Philosophe discret et profond, brillant apôtre de la pensée de Fernand Dumont, Serge Cantin est inquiet. La déroute actuelle du projet de souveraineté politique du Québec le taraude et le désole. Dans La souveraineté dans l’impasse, un recueil d’essais publiés dans divers journaux et revues depuis une quinzaine d’années, il reprend même une dramatique question de son maître : « Une nation comme la nôtre vaut-elle la peine d’être continuée ? »

Cantin, le 7 avril 2014, a voté, sans illusion, pour le Parti québécois, parce que, écrit-il, ce dernier, avec sa charte des valeurs québécoises, « affirmait l’existence d’un nous irréductible au communautarisme ghettoïsant » et tentait, ce faisant, de surmonter le désarroi qui affecte le Québec.

En un temps où l’on ne sait plus trop qui nous sommes et que vaut notre culture — n’entend-on pas répéter, de plus en plus fréquemment, que ce qui presse, c’est de se mettre à l’anglais pour éviter le déclassement ? —, la béatitude postnationaliste équivaut à consentir à notre disparition. « Refuser ou accepter cette agonie silencieuse, cette lente déchéance de la culture que l’histoire nous a léguée, écrit Cantin, tel était, pour Dumont, le choix éthique fondamental qui se posait à chacun de nous, et par rapport auquel la souveraineté et le nationalisme lui-même trouvaient leur raison d’être. »

Pour refuser cette agonie, pour « assumer le paradoxe que constitue le fait de vivre en français en Amérique », il faut avoir la conviction que l’héritage qui nous a fait être ce que nous sommes vaut la peine d’être continué. Or cette conviction nous fait défaut. Afin d’expliquer cette impasse, Cantin, qui s’inspire aussi des Miron, Vadeboncoeur et Bouthillette, recourt principalement à l’oeuvre de Dumont. Ça vole haut.

La Conquête de 1760 et ses suites, expliquait le regretté sociologue, ont donné naissance à l’idéologie de la survivance. Cette dernière, résume Cantin, « reposait sur une scission préalable entre la nation culturelle et la nation politique » et « postulait que la nation canadienne-française pouvait survivre comme nation culturelle minoritaire à l’intérieur d’un État qu’elle ne contrôle pas ».

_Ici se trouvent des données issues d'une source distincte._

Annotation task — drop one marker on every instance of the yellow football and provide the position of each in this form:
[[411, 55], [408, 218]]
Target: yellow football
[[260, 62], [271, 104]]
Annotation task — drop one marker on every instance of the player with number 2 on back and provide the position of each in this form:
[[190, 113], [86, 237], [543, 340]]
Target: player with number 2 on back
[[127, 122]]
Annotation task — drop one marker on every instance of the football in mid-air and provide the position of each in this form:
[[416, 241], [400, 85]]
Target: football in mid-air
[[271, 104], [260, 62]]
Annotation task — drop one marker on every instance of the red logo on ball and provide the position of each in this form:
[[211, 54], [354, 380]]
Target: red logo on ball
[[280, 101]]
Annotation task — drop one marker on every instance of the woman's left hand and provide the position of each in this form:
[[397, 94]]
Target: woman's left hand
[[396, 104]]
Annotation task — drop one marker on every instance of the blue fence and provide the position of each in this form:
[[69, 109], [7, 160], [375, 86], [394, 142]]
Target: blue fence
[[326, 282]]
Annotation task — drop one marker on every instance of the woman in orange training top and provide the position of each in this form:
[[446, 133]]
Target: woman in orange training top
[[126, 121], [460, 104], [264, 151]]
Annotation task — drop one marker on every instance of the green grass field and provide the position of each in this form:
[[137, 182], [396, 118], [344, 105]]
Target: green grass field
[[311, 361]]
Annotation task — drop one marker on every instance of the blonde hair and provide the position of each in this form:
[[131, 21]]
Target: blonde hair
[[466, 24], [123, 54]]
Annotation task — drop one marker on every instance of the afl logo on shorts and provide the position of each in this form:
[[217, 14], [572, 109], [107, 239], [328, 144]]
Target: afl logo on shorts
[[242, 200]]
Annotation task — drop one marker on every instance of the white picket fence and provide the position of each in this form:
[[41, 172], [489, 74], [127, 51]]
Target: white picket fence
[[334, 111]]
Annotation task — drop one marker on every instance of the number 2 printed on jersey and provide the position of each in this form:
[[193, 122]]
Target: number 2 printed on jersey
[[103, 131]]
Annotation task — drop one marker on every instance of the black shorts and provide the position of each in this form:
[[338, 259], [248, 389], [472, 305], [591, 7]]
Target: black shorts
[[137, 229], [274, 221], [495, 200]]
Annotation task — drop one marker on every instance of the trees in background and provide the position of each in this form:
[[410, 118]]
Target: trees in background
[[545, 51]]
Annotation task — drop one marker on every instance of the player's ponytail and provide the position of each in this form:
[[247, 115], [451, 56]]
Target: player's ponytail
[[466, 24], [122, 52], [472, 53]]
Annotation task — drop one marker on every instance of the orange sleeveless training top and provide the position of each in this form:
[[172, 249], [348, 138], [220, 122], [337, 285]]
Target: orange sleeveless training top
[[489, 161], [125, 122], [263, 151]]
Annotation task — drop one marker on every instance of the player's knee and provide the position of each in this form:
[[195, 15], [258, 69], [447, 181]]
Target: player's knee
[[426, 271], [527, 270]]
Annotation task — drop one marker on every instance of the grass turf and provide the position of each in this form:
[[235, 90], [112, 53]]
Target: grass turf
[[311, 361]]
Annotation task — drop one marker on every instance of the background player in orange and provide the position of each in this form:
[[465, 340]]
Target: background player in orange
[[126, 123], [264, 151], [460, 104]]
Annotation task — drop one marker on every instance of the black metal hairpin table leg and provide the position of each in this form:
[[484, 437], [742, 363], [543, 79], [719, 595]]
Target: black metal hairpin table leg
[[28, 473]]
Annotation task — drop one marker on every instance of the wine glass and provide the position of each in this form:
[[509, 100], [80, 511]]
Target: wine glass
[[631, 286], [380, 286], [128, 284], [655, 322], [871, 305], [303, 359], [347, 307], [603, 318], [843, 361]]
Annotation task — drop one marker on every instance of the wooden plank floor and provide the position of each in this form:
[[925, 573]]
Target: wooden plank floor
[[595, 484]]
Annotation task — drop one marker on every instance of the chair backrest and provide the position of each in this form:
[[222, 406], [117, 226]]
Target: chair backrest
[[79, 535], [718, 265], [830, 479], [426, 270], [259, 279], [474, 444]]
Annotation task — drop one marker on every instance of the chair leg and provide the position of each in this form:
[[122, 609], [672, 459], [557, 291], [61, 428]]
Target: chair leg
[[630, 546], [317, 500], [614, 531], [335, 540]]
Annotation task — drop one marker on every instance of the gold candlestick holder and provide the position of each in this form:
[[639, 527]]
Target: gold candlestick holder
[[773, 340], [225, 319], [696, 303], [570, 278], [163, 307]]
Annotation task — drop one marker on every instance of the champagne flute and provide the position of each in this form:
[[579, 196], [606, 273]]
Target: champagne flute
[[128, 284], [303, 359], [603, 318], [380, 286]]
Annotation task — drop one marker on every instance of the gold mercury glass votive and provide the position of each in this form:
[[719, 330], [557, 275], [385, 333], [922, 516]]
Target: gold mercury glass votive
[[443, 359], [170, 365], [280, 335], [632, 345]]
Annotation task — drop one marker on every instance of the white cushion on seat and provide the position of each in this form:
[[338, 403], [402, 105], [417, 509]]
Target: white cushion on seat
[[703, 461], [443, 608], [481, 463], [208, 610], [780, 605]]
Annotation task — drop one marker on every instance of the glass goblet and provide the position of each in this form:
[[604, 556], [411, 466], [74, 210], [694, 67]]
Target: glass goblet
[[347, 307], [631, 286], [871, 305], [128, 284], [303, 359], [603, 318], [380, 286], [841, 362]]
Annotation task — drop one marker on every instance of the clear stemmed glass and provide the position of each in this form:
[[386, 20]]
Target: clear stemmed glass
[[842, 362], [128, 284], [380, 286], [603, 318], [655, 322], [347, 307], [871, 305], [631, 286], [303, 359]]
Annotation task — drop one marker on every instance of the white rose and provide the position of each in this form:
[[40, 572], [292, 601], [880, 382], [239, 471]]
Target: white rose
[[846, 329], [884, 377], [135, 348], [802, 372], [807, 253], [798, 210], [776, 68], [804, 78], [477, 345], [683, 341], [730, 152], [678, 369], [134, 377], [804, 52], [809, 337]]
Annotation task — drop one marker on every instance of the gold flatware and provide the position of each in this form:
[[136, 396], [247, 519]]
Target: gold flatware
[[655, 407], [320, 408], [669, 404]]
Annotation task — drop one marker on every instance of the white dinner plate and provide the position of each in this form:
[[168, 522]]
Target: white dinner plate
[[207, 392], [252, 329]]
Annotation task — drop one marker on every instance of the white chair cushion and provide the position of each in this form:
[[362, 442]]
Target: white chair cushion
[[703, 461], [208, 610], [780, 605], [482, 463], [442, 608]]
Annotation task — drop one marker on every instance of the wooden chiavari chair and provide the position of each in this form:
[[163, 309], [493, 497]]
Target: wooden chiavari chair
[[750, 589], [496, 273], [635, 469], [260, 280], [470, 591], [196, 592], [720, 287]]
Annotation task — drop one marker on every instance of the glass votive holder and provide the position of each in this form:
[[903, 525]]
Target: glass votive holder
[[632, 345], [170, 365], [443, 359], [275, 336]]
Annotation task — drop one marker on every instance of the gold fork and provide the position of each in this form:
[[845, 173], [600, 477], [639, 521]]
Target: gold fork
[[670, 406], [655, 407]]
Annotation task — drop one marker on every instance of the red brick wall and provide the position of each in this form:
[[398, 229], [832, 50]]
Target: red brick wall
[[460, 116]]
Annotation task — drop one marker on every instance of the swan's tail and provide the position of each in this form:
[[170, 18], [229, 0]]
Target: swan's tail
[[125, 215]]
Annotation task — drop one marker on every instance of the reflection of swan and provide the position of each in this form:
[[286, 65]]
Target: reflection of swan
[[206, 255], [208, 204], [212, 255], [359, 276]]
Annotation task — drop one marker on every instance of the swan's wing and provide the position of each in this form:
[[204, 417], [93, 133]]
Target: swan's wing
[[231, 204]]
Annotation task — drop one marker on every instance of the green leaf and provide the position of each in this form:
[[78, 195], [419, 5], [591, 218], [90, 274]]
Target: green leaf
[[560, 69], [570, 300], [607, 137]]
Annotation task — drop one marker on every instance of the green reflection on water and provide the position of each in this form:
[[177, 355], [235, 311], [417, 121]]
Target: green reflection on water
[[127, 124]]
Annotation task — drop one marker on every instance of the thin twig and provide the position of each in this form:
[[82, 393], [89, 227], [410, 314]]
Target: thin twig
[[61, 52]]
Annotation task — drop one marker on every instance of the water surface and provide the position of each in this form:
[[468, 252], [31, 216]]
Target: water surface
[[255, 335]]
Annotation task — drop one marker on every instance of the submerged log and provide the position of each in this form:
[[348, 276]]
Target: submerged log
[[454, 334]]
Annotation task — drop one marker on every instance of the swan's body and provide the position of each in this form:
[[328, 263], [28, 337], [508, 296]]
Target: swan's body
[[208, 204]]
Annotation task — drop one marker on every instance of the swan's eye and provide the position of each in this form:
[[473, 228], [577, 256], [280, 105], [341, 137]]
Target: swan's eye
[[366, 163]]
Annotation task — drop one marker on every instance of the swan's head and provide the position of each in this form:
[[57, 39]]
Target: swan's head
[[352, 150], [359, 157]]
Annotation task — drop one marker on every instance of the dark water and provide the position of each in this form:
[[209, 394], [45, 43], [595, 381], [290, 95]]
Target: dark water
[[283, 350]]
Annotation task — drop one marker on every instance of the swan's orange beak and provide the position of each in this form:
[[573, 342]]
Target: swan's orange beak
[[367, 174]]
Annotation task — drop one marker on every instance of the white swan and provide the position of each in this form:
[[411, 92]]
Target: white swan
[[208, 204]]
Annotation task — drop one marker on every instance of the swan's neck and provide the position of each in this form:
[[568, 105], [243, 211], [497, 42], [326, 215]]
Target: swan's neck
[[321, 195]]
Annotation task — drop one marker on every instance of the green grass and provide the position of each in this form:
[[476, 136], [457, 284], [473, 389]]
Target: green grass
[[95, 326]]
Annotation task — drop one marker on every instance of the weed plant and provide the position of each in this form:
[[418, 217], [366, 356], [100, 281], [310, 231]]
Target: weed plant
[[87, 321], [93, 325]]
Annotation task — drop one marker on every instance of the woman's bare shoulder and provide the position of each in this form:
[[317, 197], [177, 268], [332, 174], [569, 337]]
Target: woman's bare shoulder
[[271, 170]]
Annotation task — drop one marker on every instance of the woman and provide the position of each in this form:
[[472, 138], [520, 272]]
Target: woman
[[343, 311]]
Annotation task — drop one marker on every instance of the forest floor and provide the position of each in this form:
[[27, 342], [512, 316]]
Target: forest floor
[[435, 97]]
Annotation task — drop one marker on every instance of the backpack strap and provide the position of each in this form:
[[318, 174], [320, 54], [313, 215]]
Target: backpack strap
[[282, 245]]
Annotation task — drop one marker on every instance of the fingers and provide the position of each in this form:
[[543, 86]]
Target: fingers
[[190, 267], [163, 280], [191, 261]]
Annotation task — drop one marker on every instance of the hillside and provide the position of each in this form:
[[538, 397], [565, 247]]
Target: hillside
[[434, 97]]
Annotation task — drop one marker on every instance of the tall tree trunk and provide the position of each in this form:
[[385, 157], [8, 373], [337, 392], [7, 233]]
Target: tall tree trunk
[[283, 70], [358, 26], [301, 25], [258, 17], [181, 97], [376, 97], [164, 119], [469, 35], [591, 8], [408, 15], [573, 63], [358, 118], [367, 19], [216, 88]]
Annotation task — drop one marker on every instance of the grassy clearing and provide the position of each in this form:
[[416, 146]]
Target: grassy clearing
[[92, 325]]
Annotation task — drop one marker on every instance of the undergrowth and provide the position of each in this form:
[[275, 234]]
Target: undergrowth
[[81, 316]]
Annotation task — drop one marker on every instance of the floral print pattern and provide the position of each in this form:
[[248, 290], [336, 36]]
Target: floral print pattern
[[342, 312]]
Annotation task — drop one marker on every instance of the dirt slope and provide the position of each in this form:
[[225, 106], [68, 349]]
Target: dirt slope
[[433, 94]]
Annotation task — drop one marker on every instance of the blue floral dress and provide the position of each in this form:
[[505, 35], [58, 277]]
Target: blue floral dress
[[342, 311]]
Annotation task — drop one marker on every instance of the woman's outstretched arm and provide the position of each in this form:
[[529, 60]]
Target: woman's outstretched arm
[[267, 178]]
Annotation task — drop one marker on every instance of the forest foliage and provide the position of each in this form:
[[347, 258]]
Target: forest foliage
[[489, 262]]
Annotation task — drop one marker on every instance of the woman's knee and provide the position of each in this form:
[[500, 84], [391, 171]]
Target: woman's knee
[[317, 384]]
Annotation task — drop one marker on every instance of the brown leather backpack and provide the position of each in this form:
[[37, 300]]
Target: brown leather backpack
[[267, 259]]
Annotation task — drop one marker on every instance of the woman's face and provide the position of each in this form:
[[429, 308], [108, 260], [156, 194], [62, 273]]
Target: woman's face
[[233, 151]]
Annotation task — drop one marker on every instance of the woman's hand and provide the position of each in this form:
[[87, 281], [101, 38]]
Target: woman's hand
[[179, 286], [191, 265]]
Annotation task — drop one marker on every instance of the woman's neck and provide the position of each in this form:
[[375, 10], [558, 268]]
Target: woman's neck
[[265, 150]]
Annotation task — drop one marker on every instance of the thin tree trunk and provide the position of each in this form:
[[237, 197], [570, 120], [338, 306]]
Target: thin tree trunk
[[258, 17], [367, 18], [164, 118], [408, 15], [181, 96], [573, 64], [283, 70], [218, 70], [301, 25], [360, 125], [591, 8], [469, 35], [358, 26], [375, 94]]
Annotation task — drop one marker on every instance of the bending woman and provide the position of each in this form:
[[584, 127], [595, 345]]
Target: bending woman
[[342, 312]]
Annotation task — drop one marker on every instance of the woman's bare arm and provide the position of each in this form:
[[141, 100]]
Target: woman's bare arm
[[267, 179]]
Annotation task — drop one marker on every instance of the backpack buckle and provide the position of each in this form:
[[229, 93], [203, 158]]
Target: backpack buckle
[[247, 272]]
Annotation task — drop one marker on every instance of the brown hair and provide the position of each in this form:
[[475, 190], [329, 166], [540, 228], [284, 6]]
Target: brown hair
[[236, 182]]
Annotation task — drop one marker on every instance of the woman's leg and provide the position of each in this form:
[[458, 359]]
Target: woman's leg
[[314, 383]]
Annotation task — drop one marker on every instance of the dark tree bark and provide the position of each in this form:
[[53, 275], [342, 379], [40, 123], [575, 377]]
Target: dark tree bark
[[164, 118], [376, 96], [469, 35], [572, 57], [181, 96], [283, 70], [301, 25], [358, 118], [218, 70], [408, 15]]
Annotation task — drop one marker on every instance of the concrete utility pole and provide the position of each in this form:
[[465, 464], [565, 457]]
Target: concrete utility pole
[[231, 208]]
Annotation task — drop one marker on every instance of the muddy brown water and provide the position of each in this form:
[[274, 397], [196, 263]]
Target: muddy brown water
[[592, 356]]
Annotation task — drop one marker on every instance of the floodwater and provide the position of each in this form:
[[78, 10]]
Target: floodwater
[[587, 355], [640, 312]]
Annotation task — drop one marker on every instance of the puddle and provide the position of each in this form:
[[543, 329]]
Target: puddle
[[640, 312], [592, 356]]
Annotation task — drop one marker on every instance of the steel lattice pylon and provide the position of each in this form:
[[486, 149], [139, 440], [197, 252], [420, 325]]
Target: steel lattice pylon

Cette idéologie visait la conservation de la langue française, du catholicisme et d’un mode de vie spécifique. Elle se caractérise toutefois par une intériorisation du regard de l’autre, anglais. Les Canadiens français ressentent, en effet, la nécessité de convaincre le conquérant des avantages qu’il tire à maintenir une réserve française.

La Révolution tranquille, pour sortir de cette frustrante impasse, veut « raccorder ce que la survivance avait dissocié », c’est-à-dire la nation culturelle et la nation politique, mais, sur ce plan, elle tourne court, selon Dumont et Cantin, en se transformant en « procès du passé canadien-français », en rejet de l’héritage.

L’idéologie de la survivance se fondait sur une référence : langue, religion, mode de vie. Le dépassement de cette dernière, pour être signifiant, exigeait le ralliement autour « d’une nouvelle référence » — Dumont proposait le projet d’une « culture médiatrice » ou « de convergence » française — qui ne s’est jamais majoritairement imposée.

Le projet de souveraineté-association minait son potentiel libérateur en se soumettant à l’acceptation de l’État fédéral et le projet subséquent de nationalisme civique, un « souverainisme sans nationalisme », selon la formule de Laurent-Michel Vacher, privait la souveraineté de son sens en la coupant de son héritage culturel. Or la souveraineté, ça se prend, ça ne se quémande pas, et ça ne se dissocie pas d’une culture nationale substantielle.

Fatigue

L’état actuel du souverainisme québécois est la résultante de cette histoire. Faute d’une nouvelle référence partagée, d’une raison commune qui lui donnerait son sens, la souveraineté est dans l’impasse, le désarroi règne et l’agonie de la culture québécoise est en marche.

« On a parlé de fatigue culturelle, écrivait l’essayiste Jean Bouthillette à Serge Cantin en 1997. Il y a peut-être plus, ajoute l’auteur du Canadien français et son double (l’Hexagone, 1972) : la fatigue tout court. Et si ce peuple, chez les humbles comme chez les élites, ne voulait plus rien savoir ? Ne plus nous regarder dans les yeux. Les fermer et dormir. Disparaître en douce. Ne plus être. Nous engourdir dans l’hiver de force… »

Cantin, lui, nous regarde dans les yeux et nous incite, en renouant avec tout notre héritage culturel réinterprété à partir du présent, à conjurer l’agonie. Il faut le lire dans le texte parce que la vibration de son ardente écriture est peut-être, ici, la principale pourvoyeuse de sens.